2022.05.16社員ブログ

エシカル・・・・

本日もアイボンドブログをご覧いただきまして誠に有り難うございます。

間もなく二十四節気の小満。暦便覧(江戸時代の暦の解説書)には、万物盈満(えいまん)すれば草木枝葉繁る、と記されています。あらゆる生命が満ち満ちていく時期。太陽の光を浴び、万物がすくすく成長していく季節です。二十四節気が生み出された古代中国では、麦の穂が成長し、実が少しだけ満ちてくることから、この時期を表す言葉として小満とされたとか。稲作が盛んな日本においては、昔は小満の頃から田植えの準備がはじめられていました。

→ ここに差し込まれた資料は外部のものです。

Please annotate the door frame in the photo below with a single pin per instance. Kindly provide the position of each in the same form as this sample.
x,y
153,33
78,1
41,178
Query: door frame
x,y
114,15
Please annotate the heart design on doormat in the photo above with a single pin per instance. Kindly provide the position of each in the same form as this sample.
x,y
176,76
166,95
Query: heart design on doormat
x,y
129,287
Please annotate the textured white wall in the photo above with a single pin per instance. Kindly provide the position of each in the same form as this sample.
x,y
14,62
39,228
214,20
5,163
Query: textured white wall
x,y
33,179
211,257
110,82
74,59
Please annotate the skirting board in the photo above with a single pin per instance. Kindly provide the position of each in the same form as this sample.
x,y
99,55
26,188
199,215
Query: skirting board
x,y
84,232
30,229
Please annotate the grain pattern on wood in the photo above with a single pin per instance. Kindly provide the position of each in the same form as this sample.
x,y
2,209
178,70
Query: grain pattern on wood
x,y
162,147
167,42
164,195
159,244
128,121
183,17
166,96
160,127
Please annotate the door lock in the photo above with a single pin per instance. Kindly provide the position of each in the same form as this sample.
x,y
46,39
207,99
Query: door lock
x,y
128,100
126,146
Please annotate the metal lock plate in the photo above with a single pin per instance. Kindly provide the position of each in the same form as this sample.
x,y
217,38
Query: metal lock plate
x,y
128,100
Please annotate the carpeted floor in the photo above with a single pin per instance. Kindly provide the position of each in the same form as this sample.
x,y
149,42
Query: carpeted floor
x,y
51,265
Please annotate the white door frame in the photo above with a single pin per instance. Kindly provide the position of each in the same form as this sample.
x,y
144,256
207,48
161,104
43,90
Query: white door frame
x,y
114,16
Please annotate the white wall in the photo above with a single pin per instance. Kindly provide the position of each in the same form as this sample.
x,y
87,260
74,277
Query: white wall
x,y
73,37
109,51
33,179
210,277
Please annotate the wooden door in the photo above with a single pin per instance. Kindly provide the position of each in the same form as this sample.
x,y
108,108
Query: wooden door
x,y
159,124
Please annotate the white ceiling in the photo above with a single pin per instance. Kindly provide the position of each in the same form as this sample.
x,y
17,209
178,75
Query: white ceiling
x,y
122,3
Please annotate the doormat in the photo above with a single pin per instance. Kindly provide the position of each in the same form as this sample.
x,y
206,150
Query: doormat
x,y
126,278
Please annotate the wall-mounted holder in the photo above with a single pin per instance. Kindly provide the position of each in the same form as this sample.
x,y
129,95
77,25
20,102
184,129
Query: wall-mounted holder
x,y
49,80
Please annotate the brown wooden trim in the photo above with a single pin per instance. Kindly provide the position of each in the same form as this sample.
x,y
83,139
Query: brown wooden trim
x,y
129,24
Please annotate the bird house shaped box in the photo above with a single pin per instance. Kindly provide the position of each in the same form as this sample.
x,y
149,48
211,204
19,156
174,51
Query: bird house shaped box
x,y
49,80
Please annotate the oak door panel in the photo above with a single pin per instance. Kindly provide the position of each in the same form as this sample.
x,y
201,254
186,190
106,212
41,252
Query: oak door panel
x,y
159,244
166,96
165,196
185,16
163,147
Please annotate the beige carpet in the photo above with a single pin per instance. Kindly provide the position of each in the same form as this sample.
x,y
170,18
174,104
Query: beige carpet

あまり知られてはおりませんが、律令国家を運営していくうえでの安定的な税収確保のため、稲作を促進する観点から、ちょうど1347年前(675年5月19日)、天智天皇は、牛や馬といった稲作に役に立つ動物の保護を目的とした詔を発しています。これは日本で初めての肉食・狩猟を禁じる詔となりました。

狩猟・漁獲の方法を制限し、牛や馬の肉食を禁止していますが、これらの動物の肉食は稲作期間に相当する時期に限って禁じられていただけであり、農閑期では禁止されていません。都で牛馬の肉が食べられていたことは、骨に残った痕跡からも確認されています。また、当時の狩猟の主な対象であり、稲作の害獣とみなされていた鹿については、狩猟方法に規制をかけただけであり、肉食は禁じられていません。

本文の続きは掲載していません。